As a young child, Jessica dreamed of someday being a librarian surrounded by books. A few years later, she fantasized about becoming an author, so she could put her own stories on the page. Meanwhile, she absorbed the sounds of the traditional Irish music her parents favored, but knew little about popular music, other than the albums by The Corrs, Alison Krauss, or Nickel Creek in the family’s collection. An interest in poetry led naturally to songwriting, yet she never quite felt creative freedom because her dad would take control of her songs for the band to use. After essentially disappearing – “trying to survive,” as she puts it — Jessica Willis Fisher resurfaced with a blog entry in 2018, describing the traumatic incidents of abuse. During the most difficult period of her life, she wrote two of the songs on Brand New Day. While on tour in Ireland, she composed the melody of “River Runaway,” then wrote the lyrics in her bunk on the bus. Looking back on it, she says, “I had reached a level of subconscious understanding that I was going to have to run away. I was going to have to leave, and I wasn’t sure I had what it took to do that.”
In contrast, “Gone” came after a confrontation in the studio with her father, and she wrote it while burning off her anger on the treadmill – which explains its stomp-stomp-stomp undercurrent. “There was a defiance there that I absolutely did not act on for another year, but it was a song that I needed,” she says. “It was something I was only admitting to myself. We almost recorded it as a family and I was like, ‘No, I don’t want to do this as a family.’ I think some part of me knew: ‘No, that’s yours, and you’ll do it some other time in some other life.’ In a sense, when I sing that song now, I realize I am fulfilling that prophecy. It was a promise I made to myself, and I kept that promise.”
One of the album’s most tender moments is “You Move Me,” a poignant love song written by Gordon Kennedy and Pierce Pettis which conveys the fresh start her marriage represents.
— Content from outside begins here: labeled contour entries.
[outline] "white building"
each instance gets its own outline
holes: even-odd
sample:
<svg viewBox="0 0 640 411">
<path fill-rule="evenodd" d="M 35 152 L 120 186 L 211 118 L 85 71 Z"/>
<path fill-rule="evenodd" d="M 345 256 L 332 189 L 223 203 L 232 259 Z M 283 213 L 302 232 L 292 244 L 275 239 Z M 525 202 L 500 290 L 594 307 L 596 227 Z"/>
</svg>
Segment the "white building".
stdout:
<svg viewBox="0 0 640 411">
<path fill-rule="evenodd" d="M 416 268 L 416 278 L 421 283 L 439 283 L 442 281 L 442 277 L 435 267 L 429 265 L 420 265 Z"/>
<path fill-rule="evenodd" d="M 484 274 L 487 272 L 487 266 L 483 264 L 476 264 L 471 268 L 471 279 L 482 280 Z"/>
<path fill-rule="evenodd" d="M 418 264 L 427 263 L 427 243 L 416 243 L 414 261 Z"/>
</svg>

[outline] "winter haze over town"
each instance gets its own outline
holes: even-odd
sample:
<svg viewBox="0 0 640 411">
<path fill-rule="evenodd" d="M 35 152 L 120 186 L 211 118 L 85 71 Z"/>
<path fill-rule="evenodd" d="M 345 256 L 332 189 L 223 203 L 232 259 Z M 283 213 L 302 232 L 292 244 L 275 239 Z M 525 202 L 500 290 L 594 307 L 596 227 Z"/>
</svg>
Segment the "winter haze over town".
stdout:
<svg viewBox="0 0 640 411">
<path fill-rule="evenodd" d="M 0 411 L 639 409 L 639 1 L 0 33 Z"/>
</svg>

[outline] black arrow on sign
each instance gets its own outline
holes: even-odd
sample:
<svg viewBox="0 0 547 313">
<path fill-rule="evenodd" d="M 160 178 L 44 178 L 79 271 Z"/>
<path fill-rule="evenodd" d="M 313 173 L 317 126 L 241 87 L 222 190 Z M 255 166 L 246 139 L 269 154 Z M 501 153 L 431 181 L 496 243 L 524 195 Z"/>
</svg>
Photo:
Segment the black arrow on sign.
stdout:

Another is “October First,” the closing track inspired by a journal entry which also reflects her love of changing seasons. With Brand New Day, Jessica Willis Fisher is embarking on a new season in her own life.
“Music has been one of the things that’s helped me survive,” she says. “It is a therapy for me and yet it betrayed me and broke me down at some point. So, coming back, it’s been full circle. I would say the last five or six years have been, step-by-step, about reacquainting myself and getting a whole new lease on my creative life. For me, music is about getting to know myself better. It’s really, really important to me. I feel lucky to be coming back to it.”